Nove indagati su undici coinvolti nell’inchiesta della Dda di Palermo su un maxiriciclaggio di denaro che mafiosi vicini a Matteo Messina Denaro avrebbero fatto per ripulire i soldi dei clan palermitani sono rimasti in silenzio davanti al gip nel corso dell’interrogatorio di garanzia.

L’interrogatorio

Gli unici a non avvalersi della facoltà di non rispondere sono stati solo Antonino Putaggio e Leonardo Palmeri che hanno dato ai pm la loro versione dei fatti. Gli altri, da Salvatore e Andrea Angelo, padre e figlio, mafiosi di Salemi al centro dell’operazione, al capomafia palermitano Michele Micalizzi si sono avvalsi della facoltà di non rispondere. L’inchiesta, oltre a svelare il riciclaggio che sarebbe stato tentato dagli indagati, ha fatto emergere il piano della mafia di acquisire 12 punti vendita della Coop Sicilia, di riciclare lire fuori corso per conto della ‘ndrangheta e di ripulire il denaro di Calogero John Luppino, il re delle scommesse clandestine online, altro fedelissimo dell’ex latitante

No ai domiciliari per Bonafede

Il gip di Palermo ha respinto la richiesta di arresti domiciliari avanzata da Andrea Bonafede, cugino e omonimo del geometra che ha prestato l’identità a Matteo Messina Denaro, condannato a 6 anni e 8 mesi per favoreggiamento aggravato del capomafia. La Procura gli aveva contestato l’associazione mafiosa: la derubricazione del reato in favoreggiamento era alla base dell’istanza di sostituzione del carcere con i domiciliari fatta dall’imputato.

L’appello della procura

Nelle scorse settimane la Procura ha presentato appello contro la sentenza di condanna di Bonafede e ha depositato una serie di nuovi elementi che dimostrerebbero il ruolo di associato mafioso, e non solo di favoreggiatore, di Bonafede. L’operaio avrebbe assicurato assistenza e aiuto costanti al boss in diverse fasi della latitanza.

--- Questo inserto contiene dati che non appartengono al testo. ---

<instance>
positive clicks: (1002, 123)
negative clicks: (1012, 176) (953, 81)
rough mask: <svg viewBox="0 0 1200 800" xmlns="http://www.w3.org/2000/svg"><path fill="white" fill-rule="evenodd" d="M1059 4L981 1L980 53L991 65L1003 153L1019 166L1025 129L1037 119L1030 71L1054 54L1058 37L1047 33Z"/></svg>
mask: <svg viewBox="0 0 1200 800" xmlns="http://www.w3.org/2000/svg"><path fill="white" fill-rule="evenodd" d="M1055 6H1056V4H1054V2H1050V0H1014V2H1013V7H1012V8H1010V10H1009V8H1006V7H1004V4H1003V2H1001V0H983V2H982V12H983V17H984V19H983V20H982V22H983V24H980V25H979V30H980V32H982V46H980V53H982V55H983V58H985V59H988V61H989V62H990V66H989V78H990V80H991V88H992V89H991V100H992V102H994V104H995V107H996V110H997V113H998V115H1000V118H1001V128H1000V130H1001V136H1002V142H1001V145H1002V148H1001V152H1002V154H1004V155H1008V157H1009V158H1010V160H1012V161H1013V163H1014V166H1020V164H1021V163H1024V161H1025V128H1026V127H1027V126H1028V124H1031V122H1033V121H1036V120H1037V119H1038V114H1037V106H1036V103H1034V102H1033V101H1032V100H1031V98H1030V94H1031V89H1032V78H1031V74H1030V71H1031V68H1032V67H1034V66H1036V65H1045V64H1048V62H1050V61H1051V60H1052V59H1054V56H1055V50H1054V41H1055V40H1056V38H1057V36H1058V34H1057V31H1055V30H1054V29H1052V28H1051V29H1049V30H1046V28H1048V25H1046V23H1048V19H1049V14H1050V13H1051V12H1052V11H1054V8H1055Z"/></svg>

Oltre a fare la spola con lo studio del medico del padrino per consegnare e prendere esami e ricette nel periodo in cui Messina Denaro era ammalato di cancro, l’avrebbe accompagnato a farsi dei tatuaggi e a pranzare al ristorante a Palermo. I due, dunque, avrebbero avuto una frequentazione stretta. Sarebbe stato, inoltre, Bonafede ad acquistare il cellulare riservato che il capomafia usò durante il suo ricovero per l’intervento chirurgico subito nel 2020 all’ospedale di Mazara del Vallo.

L’accusa di mafia

L’accusa di mafia è caduta nel corso del processo ed è stato condannato con l’accusa di essere il fiancheggiatore del latitante Messina Denaro. Avrebbe fatto da postino al capomafia, occupandosi soprattutto di farsi prescrivere e di ritirare le ricette mediche per garantirgli le cure, in seguito alla diagnosi del tumore.

Il giudice ha accolto solo parzialmente le richieste del procuratore aggiunto Paolo Guido e dei sostituti Gianluca De Leo e Pierangelo Padova, che avevano invocato una condanna a 13 anni di carcere. Bonafede, difeso dall’avvocato Tommaso De Lisi, era stato arrestato il 7 febbraio scorso, cioè poche settimane dopo la cattura di Messina Denaro, avvenuta il 16 gennaio dopo una latitanza trentennale.